Amaçlara ve ele alınan içerik alanlarına bağlı olarak, temel olarak değişiklik gösteren pek çok farklı çalışan anketi mevcuttur. Bazı anketler dar anlamda spesifik konulara odaklanırken (örneğin; ek yararlar gibi) bazıları da organizasyonel etkinlik ve çalışan moraline etki eden pek çok konuyu ele alır. Birazdan da üzerinde duracağımız gibi anketler, sonuçlar raporlandıktan sonra neler olduğuna göre de sınıflandırılabilir. Bu değişiklikleri bir yana bırakırsak, temel akış “veri, algılama ve aksiyon” şeklindedir.
Çalışanların algılarından toplanan veriler, ölçülmesi amaçlanan alanlara yönelik daha iyi bir anlayış yaratır. Bu da ilgili alanlarda gelişim yaratılması için aksiyon alınmasına liderlik eder. Mantık akışı basit görünse de çalışan anketlerinin değeri ile ilgili anlaşılması gereken pek çok nokta vardır:
• Ankete ne isim verirsek verelim (bağlılık, memnuniyet, tatmin gibi…) çalışanların algılarından veri topladığımızı unutmamamız gerekiyor. Bununla birlikte önemli nokta, algıların davranışları nasıl etkilediğidir.

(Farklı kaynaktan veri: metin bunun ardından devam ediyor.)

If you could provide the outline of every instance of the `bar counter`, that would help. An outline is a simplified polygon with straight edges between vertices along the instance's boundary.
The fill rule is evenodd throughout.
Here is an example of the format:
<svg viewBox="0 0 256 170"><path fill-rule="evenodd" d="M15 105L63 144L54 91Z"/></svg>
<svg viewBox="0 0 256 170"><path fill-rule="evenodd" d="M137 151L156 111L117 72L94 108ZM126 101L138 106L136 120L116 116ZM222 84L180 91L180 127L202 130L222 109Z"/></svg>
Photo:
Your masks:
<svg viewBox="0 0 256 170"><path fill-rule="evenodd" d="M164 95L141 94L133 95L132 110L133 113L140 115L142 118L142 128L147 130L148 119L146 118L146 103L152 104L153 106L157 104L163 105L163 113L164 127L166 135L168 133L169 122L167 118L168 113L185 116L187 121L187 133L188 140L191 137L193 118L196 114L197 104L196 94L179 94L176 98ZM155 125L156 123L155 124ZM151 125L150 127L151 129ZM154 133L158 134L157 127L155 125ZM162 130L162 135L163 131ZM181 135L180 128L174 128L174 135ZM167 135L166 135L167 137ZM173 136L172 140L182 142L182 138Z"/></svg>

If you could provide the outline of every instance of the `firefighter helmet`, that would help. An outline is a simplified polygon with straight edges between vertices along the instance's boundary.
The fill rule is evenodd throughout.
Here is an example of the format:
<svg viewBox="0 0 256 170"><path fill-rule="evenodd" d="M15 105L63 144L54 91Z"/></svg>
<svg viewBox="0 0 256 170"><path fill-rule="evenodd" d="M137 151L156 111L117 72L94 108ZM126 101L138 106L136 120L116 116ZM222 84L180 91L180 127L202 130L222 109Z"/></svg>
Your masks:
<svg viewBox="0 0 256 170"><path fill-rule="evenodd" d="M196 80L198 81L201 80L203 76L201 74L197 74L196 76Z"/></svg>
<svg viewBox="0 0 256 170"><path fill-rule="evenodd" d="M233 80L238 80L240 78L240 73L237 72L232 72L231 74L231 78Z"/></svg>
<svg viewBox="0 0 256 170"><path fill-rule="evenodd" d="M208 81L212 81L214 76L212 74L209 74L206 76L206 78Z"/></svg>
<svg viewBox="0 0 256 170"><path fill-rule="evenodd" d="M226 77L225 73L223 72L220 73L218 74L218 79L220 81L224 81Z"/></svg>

• Akış içindeki aksiyon kısmı en önemli kısımdır, çünkü aksiyon olmaksızın hiçbir katma değer yaratılamaz. Ne yazık ki, pek çok anket girişimi çok az aksiyon ve pek az değişimi beraberinde getirir.
• İyi tasarlanmış anketler kişilerin verileri hemen aksiyona dönüştürebilmesine fırsat sunar. Ancak yine de bu sık rastlanılan bir durum değildir.
Anket çalışmaları tipik olarak aşağıda sıralanan sekiz adımı takip eder. Bunların her biri, katma değer yaratmak için bir fırsat sunarken, iyi ele alınmamaları durumunda başarısızlığa da neden olabilir.
1. Proje planlama
2. Anketin geliştirilmesi
3. Ön iletişim
4. Anketin yönetimi
5. Raporun geliştirilmesi
6. Geribildirim ve iletişim
7. Aksiyon planlama
8. Uygulama
Organizasyon etkililiğe etkisi
Son yıllarda çalışan anketlerinin odak noktası, temel olarak çalışan moralini ölçmekten organizasyonel etkinliğe katma değer yaratmaya doğru ilerledi. Aşağıdaki tablo, günümüzde en çok tercih edilen içerik alanlarını belirliyor:
• Şirketin etkinliği
• İletişim
• Departmanın etkinliği
• Ücret
• Kalite / Müşteri odağı
• Politika ve Süreçler
• Tepe yönetim
• Performans Yönetimi
• Süpervizör / Yönetici
• Çalışma koşulları
• Kariyer fırsatları
• Tatmin / bağlılık
Anket sonuçları, organizasyonel sistem ve süreçlerin ne kadar etkin faaliyet gösterdiğini ölçmenin güçlü bir yolunu oluşturur. Çalışanlar aksiyona daha yakındır ve genellikle işlerin iyileştirilmesi konusunda iyi fikirleri olabilir. Pek çok şirket, anket sonuçlarını “gösterge tabloları”na işler; çünkü çalışanların algılarının şirketin vizyonunu gerçeğe dönüştürmek konusunda ne kadar önemli olduğunun farkındadırlar.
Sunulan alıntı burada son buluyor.